Ich weiß noch, ich hatte die Platte Es ist egal, aber in die
Hände gekriegt, meine Freundin Anna und ich saßen vor ihrem
schlechten Ghettoblaster und hörten Der schönste Tag in meinem
Leben. Ich verstand kein Wort. Nein, nicht inhaltlich, sondern der Sound
war so schlecht, dass ich mein Ohr an die Box halten und immer wieder
zurückspulen musste um die Worte zu verstehen. Ich glaube, das lag nicht
nur am Ghettoblaster, auch die Hunderttausend weiteren Male, die ich mir das
Lied in der letzten Dekade angehört habe (schon zehntausend Mal dies
Jahr), wollte die Qualität einfach nicht besser werden. Seither ist
aus diesem Geschrammel mit Gefühl meine Medizin, ja mein Valium
geworden. Mein nicht von mir geführtes, liebes Tagebuch.

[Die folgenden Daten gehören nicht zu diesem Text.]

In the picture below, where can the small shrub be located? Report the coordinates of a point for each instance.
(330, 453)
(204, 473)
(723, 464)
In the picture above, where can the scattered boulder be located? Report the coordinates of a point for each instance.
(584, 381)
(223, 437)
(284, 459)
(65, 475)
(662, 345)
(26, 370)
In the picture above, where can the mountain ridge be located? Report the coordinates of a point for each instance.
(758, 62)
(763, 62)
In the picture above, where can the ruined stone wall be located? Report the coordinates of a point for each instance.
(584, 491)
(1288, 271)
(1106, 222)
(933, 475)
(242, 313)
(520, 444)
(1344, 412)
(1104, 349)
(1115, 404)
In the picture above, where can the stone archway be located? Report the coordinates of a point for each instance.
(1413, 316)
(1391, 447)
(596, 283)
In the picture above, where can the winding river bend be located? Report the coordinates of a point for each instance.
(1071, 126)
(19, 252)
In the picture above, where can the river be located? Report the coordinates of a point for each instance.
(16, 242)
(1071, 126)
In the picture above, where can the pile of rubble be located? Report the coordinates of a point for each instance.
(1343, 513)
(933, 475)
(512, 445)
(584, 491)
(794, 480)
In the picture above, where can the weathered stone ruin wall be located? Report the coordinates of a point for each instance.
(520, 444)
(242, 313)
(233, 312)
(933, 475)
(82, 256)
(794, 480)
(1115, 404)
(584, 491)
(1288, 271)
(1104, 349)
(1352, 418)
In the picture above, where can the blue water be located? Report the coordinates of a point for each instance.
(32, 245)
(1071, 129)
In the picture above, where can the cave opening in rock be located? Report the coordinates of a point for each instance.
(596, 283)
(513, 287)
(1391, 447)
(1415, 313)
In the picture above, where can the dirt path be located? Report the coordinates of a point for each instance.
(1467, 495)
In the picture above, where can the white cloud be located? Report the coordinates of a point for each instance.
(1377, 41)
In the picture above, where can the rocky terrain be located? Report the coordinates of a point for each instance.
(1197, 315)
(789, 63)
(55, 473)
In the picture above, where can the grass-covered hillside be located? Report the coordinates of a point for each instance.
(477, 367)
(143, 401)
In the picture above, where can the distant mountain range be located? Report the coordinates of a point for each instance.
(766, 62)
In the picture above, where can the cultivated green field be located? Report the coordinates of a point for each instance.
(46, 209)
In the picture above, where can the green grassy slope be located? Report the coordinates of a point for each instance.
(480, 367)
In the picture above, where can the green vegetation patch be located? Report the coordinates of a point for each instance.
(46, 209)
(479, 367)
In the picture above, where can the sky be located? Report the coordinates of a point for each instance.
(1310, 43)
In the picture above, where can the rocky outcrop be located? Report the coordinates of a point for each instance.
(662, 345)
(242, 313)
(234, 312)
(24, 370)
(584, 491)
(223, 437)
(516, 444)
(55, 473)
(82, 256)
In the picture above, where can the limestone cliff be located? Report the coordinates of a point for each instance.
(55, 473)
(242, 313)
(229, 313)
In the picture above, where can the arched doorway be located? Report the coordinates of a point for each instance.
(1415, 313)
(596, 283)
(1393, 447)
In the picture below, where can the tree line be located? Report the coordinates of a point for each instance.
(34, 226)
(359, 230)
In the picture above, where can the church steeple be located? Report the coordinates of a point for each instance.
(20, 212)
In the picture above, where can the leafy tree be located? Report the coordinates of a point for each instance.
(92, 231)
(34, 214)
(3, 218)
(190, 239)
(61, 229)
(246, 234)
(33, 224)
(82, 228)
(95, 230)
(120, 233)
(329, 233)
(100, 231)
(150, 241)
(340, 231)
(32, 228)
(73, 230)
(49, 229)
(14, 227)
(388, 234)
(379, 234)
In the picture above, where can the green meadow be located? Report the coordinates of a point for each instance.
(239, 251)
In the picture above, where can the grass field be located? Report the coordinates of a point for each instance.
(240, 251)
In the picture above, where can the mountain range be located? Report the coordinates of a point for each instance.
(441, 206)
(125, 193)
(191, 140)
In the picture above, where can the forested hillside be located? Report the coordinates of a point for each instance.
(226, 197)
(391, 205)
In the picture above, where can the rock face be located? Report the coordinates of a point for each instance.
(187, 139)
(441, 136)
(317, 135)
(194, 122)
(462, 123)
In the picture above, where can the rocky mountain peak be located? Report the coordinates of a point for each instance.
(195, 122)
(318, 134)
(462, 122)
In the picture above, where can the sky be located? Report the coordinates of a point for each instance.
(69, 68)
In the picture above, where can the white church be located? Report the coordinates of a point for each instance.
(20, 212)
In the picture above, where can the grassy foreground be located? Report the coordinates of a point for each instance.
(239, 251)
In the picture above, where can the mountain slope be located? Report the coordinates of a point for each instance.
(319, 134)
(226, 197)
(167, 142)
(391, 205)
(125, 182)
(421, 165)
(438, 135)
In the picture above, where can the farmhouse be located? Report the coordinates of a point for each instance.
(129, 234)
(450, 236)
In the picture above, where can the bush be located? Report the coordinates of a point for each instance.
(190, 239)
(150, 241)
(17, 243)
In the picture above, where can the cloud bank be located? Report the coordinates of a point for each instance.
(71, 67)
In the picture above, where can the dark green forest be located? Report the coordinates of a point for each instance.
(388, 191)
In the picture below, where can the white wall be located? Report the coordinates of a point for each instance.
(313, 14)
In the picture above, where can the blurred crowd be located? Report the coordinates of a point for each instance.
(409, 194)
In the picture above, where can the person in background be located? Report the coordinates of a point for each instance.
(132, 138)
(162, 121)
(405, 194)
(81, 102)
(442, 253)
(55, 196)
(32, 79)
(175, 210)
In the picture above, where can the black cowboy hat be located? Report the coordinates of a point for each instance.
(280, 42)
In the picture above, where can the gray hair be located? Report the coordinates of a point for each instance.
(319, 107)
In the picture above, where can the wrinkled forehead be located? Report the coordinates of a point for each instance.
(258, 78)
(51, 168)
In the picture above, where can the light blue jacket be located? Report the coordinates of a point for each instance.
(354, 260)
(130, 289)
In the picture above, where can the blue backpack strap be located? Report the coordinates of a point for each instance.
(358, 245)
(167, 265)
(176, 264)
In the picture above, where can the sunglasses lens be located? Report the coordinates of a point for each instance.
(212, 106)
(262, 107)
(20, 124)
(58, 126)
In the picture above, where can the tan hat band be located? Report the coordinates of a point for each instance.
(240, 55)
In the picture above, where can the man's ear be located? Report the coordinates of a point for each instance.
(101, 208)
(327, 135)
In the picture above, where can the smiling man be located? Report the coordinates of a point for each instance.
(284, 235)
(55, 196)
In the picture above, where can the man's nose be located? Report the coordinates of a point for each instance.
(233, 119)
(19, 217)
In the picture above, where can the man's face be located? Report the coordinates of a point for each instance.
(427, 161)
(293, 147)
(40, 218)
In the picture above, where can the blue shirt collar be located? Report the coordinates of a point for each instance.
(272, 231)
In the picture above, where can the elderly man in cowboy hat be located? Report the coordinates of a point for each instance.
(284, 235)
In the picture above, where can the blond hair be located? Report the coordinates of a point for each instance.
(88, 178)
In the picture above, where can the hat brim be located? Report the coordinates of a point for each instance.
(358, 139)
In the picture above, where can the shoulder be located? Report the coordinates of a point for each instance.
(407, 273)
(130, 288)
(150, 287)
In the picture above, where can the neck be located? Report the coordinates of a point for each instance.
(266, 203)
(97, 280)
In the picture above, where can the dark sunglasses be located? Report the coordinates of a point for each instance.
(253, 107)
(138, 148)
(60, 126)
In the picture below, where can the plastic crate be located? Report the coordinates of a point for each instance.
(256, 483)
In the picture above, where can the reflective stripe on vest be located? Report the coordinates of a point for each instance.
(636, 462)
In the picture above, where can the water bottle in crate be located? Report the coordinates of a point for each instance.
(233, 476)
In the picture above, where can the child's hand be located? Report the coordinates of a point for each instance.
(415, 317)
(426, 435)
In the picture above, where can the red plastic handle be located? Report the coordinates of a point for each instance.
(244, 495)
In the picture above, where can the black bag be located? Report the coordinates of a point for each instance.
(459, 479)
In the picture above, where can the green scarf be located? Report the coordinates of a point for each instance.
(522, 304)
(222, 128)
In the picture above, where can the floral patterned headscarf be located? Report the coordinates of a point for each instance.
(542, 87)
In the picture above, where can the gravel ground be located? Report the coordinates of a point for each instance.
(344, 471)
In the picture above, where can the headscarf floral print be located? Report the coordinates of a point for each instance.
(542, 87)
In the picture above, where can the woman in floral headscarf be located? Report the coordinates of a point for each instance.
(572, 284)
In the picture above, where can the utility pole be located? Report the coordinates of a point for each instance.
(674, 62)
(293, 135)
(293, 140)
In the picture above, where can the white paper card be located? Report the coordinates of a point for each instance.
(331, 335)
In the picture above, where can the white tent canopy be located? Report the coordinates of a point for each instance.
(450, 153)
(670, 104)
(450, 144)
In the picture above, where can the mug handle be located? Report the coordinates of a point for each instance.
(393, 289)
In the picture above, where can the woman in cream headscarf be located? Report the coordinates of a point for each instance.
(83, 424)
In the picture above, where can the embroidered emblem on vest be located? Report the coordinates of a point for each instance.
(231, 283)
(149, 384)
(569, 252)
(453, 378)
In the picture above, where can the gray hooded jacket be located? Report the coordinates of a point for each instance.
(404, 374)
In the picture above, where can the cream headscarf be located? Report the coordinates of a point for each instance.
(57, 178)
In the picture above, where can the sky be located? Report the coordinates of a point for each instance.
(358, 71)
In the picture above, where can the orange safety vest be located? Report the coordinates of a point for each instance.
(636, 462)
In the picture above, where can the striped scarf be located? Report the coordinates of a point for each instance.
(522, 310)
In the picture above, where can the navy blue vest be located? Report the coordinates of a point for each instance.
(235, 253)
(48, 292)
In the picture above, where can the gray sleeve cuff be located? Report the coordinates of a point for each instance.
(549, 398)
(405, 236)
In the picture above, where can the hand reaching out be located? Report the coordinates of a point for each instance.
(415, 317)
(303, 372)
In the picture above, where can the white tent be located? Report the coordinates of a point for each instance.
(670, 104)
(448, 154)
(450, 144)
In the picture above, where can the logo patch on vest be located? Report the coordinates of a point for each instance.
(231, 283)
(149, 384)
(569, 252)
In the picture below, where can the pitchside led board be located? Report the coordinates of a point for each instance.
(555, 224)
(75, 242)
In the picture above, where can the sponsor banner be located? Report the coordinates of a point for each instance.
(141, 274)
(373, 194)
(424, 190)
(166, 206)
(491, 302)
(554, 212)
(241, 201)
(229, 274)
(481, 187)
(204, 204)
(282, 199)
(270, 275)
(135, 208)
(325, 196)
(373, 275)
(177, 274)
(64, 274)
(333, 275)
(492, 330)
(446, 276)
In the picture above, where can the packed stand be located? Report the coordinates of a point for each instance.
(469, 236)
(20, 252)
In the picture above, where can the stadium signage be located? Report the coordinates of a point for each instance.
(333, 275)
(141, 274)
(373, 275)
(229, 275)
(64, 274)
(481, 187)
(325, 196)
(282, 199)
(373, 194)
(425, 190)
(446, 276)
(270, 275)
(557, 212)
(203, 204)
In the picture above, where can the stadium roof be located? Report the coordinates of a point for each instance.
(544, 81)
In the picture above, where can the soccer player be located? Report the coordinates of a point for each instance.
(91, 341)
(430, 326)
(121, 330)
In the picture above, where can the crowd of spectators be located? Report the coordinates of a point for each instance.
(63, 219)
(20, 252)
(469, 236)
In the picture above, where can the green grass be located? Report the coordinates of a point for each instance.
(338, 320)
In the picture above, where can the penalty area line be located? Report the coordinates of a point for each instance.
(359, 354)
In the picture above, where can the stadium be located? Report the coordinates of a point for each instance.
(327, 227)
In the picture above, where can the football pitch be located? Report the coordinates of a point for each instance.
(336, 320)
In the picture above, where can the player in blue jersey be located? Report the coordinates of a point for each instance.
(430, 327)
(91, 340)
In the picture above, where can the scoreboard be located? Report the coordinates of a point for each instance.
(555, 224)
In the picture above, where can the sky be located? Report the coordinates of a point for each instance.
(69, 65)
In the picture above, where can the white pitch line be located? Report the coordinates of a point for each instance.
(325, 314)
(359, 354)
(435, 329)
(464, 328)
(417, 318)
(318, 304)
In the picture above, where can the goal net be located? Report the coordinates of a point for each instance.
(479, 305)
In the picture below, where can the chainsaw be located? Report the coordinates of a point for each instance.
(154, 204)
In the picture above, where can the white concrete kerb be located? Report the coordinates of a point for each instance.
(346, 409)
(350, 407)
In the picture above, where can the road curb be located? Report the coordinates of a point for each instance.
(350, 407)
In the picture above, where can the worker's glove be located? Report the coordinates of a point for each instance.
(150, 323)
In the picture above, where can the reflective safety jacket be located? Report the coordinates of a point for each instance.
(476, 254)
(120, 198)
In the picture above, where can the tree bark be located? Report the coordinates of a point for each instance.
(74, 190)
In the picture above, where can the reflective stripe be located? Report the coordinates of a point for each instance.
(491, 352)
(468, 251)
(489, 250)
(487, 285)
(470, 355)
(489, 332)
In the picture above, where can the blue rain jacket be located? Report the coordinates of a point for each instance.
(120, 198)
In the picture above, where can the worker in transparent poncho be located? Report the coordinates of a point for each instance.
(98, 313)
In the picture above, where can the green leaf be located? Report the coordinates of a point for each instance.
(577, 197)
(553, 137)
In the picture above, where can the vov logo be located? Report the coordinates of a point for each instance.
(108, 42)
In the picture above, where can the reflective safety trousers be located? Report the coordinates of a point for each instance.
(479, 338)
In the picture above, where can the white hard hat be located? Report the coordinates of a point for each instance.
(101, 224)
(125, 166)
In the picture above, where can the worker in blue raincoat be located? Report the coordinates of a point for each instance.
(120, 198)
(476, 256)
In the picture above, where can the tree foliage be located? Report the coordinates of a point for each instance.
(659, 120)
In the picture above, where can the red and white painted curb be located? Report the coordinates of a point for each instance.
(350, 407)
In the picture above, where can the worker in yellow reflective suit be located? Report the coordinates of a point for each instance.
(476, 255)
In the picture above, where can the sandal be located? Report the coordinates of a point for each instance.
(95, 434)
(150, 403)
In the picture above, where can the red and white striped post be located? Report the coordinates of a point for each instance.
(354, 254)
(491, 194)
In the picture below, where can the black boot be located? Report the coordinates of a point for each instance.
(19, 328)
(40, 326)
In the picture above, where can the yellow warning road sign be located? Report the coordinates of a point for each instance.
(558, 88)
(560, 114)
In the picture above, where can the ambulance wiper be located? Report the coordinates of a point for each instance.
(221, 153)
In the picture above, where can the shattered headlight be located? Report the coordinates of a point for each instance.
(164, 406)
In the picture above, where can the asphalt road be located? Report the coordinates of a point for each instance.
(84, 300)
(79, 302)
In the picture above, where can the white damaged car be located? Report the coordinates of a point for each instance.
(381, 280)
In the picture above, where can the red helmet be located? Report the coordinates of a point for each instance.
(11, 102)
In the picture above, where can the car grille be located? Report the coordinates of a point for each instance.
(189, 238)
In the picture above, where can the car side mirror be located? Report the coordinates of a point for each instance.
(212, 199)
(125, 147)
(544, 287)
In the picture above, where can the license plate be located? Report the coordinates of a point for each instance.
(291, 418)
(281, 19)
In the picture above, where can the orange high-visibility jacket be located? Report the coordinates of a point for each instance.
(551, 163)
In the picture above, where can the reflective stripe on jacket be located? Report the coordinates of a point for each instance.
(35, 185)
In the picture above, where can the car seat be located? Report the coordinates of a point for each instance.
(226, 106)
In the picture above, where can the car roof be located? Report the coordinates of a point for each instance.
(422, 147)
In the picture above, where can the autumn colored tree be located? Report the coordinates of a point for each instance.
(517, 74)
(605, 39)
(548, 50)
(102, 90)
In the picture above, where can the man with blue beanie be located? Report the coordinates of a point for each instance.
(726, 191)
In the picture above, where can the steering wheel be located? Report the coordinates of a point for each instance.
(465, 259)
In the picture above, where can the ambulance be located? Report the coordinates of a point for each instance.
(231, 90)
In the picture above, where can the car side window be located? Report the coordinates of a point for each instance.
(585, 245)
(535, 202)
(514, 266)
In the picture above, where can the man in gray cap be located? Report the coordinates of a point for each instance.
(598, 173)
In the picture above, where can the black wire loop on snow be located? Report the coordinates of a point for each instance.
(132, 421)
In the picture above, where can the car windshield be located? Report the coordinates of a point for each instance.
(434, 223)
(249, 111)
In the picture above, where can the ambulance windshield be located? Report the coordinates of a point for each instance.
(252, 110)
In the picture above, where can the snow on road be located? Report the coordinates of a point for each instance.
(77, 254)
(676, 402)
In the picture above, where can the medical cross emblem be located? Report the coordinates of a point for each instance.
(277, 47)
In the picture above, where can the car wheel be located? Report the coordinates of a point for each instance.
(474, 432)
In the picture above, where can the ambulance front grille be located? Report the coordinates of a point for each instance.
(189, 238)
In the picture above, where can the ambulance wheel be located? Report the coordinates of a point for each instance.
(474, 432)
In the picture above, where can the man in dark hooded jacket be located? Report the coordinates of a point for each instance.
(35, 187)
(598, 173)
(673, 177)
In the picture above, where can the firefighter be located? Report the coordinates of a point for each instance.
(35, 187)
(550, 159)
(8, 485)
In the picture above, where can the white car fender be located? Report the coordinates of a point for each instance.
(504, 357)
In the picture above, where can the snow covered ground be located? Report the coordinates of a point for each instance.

Ja wie soll ich erklären, was mir Tocotronic, oder besser: ihre Musik,
bedeutet. Wie jenen das heilige Frösteln erklären, das mich
überfällt, wenn ich durch den verschneiten Park laufe, mir die
Zweige der Äste anschaue und dabei in mein Ohr geflüstert
wird, dass dies keine Rätsel sind, die vor jedem Gefühl, jedem
kurzen Glück in diesem Großen Falschen erschaudern, weil es nicht
richtig sein kann. Am Ende bleibt doch zwischen der Wahrheit, dass man nur
dieses eine Leben hat und es voll auskosten sollte und der Einsicht, dass wir
uns in einer Gesellschaft bewegen, die sich nicht das Glück der Menschheit
zum Ziel gesetzt hat, kein Kompromiss. Wenn ich Tocotronic höre,
lösen sich für einen Moment die Widersprüche des Lebens auf: Ich
verspüre ein Bedürfnis nach Einssein mit allem und doch ich
weiß, ich bin alleine und ich finde es sogar gut. Wenn ich Tocotronic
höre, fällt diese Dichotomie plötzlich in Eins.
Kapitulation. Keine Lanze breche ich mir mehr ab für
sinnlosen Widerstand, den ich gegen solch romantische
Gefühlsregungen verspüre und lasse es zu: Mein Schön ist dein
Schön.
Jeder bildet mit der Zeit seinen persönlichen Musikgeschmack heraus. Das
muss nicht extravagant, darf sogar teilweise peinlich sein. Meine Freundin
und ihr Freund hören etwa nichts, was keinen Flow hat. Bei mir ist
das, was alles zusammenhält, dass es nie ungebrochen klingen darf. Was ich
damit meine, ist: Ich kann wenig Musikalisches genießen, was nicht durch
irgendetwas eine Art Brechtsche Verfremdung erwirkt. Auf Momente der
Einfühlung Momente der Distanz folgen zu lassen, nehmen mir die Angst,
eingelullt zu werden von einer Gemeinschaft, die mich einzunehmen sucht. Eine
schräge Gitarre, eine lakonische Stimme, ein paar Disharmonien und ich
fühle mich sicher vor Authentizität, Illusion und Einfühlung.
Diese gewollte Künstlichkeit ist es letztendlich, die mich dazu bringt,
laut mitsingen zu können (aber nicht mit anderen): Und ich weiß
sie singen nicht für mich und ich weiß doch trotzdem glaube ich,
dass ich sie verstehen kann, obwohl ich bin eine Frau.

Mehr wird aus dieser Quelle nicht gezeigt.